Tanti si saranno chiesti come è nato questo nome particolare, inusuale che a molti ricorda la tecnica medica di “imaging biomedico”
Ebbene, ha una spiegazione ben precisa che pochi conoscono. Il tutto inizia nel giugno 2012 quando l’idea di varare un nuovo sito internet è divenuta concreta. Eravamo nella mia stanza io, mia sorella e mio padre e ragionavamo, riflettevamo partendo da alcuni punti cardine.
Il portale non doveva avere alcuna identificazione territoriale definita. Essendo un progetto che si basava sulle forze di 3 persone, 2 delle quali con altri impegni prioritari nella vita (lavoro, università), non era sicura, certa l’area che sarebbe stata coperta ed in quale modo. Di conseguenza furono scartate le parole “Quarto”, “Pozzuoli”, “Bacoli”, “Monte di Procida”, “Napoli”, “Campi Flegrei”, “Provincia”.

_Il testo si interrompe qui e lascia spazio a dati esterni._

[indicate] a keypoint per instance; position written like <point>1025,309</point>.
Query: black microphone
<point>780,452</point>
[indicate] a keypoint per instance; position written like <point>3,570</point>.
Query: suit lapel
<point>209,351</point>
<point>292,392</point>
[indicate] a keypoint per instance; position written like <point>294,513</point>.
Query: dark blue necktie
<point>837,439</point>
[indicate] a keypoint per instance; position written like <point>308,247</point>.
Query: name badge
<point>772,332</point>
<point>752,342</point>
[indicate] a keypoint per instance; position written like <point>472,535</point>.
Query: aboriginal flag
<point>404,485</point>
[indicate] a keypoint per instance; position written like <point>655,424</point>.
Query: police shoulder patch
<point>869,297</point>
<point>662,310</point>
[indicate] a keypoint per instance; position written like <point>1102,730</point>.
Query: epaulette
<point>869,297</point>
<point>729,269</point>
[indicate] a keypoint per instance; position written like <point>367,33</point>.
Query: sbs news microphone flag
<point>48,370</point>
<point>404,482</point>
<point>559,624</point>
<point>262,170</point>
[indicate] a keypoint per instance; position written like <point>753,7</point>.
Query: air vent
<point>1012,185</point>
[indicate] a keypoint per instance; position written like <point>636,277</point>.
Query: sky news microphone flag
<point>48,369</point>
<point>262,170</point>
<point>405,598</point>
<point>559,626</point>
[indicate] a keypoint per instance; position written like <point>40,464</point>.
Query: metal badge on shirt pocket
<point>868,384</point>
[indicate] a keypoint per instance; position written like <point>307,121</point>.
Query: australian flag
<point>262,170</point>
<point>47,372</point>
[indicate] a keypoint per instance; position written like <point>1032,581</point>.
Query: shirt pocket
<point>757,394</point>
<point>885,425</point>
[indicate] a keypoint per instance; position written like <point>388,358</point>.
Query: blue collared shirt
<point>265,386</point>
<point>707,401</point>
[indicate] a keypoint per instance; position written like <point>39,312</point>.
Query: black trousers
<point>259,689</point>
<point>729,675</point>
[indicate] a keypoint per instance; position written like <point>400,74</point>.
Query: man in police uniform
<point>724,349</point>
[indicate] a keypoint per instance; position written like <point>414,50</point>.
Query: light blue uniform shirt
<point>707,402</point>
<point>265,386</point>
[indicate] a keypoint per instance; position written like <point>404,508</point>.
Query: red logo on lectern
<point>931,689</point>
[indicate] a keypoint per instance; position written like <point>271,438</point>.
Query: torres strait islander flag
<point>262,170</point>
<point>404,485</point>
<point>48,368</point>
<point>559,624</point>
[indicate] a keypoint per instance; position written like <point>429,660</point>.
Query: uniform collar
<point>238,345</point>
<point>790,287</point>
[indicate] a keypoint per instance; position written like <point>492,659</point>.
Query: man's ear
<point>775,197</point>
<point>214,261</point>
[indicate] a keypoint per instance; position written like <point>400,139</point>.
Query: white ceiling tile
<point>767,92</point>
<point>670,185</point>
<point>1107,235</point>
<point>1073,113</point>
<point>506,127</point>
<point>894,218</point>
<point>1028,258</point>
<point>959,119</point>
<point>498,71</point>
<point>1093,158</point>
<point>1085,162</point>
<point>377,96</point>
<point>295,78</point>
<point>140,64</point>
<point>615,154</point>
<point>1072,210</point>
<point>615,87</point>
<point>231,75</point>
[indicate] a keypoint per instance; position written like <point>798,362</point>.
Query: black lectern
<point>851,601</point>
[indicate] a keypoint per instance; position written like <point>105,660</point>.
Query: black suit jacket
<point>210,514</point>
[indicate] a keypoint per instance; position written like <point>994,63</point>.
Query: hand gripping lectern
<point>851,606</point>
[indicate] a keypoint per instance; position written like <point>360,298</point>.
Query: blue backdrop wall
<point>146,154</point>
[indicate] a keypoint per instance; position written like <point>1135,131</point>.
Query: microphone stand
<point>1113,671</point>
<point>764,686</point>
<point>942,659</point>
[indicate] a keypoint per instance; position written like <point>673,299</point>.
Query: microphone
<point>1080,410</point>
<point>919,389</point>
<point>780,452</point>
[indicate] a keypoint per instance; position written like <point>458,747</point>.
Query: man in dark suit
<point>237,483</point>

A priori furono eliminati anche i vocaboli contenuti nelle testate giornalistiche e nei blog già esistenti o chiusi, quindi, “cronaca”, “voce”, “Notiziario”, “Corriere”, “Magazine”. Fu una scelta dettata dal rispetto verso coloro che avevano già intrapreso questo percorso e “sfruttare” loro termini poteva sembrare un modo per “cavalcare” i loro risultati. Questa era una “sfida” non con loro, ma con me stesso. Un ulteriore tentativo di mettermi alla prova e capire sino a che livello potevo arrivare con le mie energie, forze, capacità.

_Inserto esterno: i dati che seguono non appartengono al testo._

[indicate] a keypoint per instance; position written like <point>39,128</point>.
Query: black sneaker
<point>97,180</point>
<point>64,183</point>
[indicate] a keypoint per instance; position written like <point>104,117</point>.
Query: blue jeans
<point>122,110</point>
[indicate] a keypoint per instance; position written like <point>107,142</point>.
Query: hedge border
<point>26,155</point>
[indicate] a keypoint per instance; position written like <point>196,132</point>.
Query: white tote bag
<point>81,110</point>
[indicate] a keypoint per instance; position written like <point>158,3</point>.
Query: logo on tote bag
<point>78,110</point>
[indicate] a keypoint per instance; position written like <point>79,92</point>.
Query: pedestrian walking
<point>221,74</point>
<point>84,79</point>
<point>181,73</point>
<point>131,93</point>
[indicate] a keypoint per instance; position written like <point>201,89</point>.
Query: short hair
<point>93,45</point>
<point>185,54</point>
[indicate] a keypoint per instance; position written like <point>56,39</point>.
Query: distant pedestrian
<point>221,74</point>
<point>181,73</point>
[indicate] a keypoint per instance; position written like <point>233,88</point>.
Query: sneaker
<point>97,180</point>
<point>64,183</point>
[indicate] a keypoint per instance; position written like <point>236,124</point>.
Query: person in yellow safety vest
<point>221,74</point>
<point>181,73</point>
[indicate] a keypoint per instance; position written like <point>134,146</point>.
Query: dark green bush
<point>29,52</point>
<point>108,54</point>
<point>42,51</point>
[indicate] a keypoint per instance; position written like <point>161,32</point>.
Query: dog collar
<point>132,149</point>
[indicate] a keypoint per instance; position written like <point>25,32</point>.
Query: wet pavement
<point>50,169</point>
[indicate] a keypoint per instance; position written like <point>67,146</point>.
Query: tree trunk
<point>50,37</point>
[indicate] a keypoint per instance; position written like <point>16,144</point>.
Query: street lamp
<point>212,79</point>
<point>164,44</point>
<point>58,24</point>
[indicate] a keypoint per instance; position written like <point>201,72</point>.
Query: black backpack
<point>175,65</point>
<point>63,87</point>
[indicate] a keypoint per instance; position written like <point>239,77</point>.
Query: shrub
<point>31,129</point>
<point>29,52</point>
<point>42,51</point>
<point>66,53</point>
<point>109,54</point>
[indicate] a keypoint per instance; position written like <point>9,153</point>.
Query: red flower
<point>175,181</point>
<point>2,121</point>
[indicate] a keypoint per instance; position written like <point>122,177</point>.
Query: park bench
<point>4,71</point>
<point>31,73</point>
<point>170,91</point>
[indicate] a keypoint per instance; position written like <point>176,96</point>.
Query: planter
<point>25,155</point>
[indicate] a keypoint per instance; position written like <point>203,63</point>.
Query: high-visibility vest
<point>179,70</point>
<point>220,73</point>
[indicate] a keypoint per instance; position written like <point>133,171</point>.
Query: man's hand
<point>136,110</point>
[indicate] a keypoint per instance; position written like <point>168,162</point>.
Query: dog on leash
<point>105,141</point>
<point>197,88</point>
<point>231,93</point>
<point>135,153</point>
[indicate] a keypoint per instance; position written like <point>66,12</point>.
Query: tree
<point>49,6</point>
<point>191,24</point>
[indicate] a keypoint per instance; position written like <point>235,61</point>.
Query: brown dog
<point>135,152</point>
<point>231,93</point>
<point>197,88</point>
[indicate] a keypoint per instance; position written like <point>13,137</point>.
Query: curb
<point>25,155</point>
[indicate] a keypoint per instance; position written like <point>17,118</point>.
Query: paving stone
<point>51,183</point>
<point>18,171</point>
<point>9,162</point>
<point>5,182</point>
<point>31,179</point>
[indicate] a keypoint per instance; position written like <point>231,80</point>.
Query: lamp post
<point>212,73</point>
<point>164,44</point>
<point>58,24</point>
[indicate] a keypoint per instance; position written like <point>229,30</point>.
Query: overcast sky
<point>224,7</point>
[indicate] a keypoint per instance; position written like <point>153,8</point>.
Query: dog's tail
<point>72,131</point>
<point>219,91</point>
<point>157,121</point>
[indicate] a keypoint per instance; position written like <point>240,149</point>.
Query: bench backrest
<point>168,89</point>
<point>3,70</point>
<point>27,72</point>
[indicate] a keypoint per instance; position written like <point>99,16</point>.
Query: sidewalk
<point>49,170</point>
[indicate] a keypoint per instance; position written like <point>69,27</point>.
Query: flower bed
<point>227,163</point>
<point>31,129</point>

Furono tante le parole pensate, trovate sino a quando a mia sorella venne l’intuizione di risonanza che in senso figurato significa “cosa che suscita discussioni, commenti nel pubblico”. Questo era il nostro intento ed ecco il nome migliore, idoneo. Fu reso al plurale perché gli argomenti controversi, su cui dibattere dovevano essere numerosi.
Naturale, conseguenziale fu la definizione dello slogan “le notizie che fanno parlare”.
Anche il vocabolo “mediatiche” non fu abbinato casualmente. Il portale doveva contenere in primis notizie testuali, ma queste dovevano essere arricchite da foto (come è stato fatto sin dall’inizio) sfruttando la buona strumentazione comprata negli anni precedenti (adeguandola, quando necessario, ai progressi della tecnologia) e nei programmi iniziali c’era anche il maggior utilizzo della telecamera Everio HDD comprata nel 2006 in seguito ad una proposta professionale non andata a buon fine e, quindi, usata poco o nulla. Alle buone intenzioni non seguirono subito molti fatti perché, per motivi diversi, “girare”, “montare” e “ “caricare” video risultava lungo, complesso, poco conciliante con i numerosi impegni del sottoscritto. Nell’agosto 2013 la svolta. Il sottoscritto ha conosciuto Domenico Attore, grande appassionato del settore e, soprattutto, dotato di buone capacità operative in tale ambito. Giovane, ma tanto preciso, professionale, attento ai particolari. Insieme sono stati realizzati numerosi servizi audiovideo ed alcuni reportage.